This was on the MNIST dataset. Unsupervised, so only using the images, and ignoring the ground truth info.
Given an image, the activations of the nodes in the output layer would not be identical due to random weight initialization. The WTA would pick the most active node. I want the winner to specialize in the pattern that let it win, while suppressing the others. The idea is that as this node specializes for one pattern it will have less activation for other patterns, where another node will win the competition. Eventually each node will specialize for a different pattern. You can think of it as a form of clustering.
What happened is that at first the winner of the WTA changed with different input. Makes sense. After some more iterations, node i would win more frequently and eventually always win. Whatever the pattern, only one node would always fire. It's as if that node learned the average of all patterns that led to its activation being higher than the activations of all other nodes.
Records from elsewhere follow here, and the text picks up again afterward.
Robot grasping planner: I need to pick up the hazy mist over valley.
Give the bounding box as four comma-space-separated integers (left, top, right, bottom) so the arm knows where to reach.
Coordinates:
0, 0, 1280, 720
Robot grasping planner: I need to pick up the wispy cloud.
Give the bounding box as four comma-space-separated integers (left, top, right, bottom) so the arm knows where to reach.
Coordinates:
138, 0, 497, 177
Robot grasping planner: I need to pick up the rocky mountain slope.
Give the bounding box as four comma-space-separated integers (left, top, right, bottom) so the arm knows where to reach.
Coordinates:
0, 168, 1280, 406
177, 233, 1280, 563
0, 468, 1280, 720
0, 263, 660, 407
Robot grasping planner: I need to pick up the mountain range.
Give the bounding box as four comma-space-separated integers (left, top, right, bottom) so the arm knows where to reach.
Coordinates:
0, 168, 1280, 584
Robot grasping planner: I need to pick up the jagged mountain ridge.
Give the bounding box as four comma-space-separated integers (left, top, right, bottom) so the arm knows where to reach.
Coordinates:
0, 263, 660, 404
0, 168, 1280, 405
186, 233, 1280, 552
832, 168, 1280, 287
I checked the activations of the other nodes were pretty low.
This behavior didn't make much sense. There might have been an implementation error somewhere.
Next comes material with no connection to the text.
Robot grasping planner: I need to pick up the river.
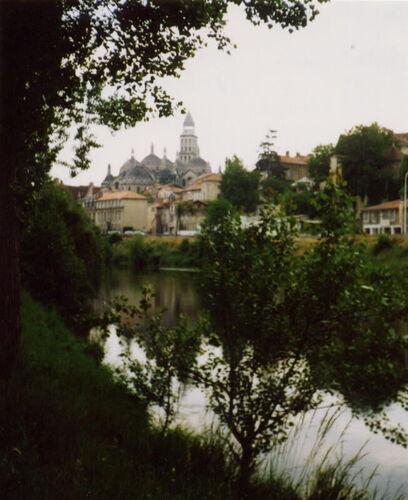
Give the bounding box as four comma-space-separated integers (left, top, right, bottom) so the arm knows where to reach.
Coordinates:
98, 270, 408, 498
I also tried a soft-WTA. The activations would from a distribution from which the WTA would sample. This introduced stochastic noise into the WTA. But unfortunately, it didn't change the odd behavior.
I call this a hack because I didn't implement it as a pooling layer. I actually did this in the Conv layer. When initializing the label variable in the backward() and forward() methods, I ignored the actual label from the ground truth and set the label to be the argmax of the activations. This argmax was my hard WTA.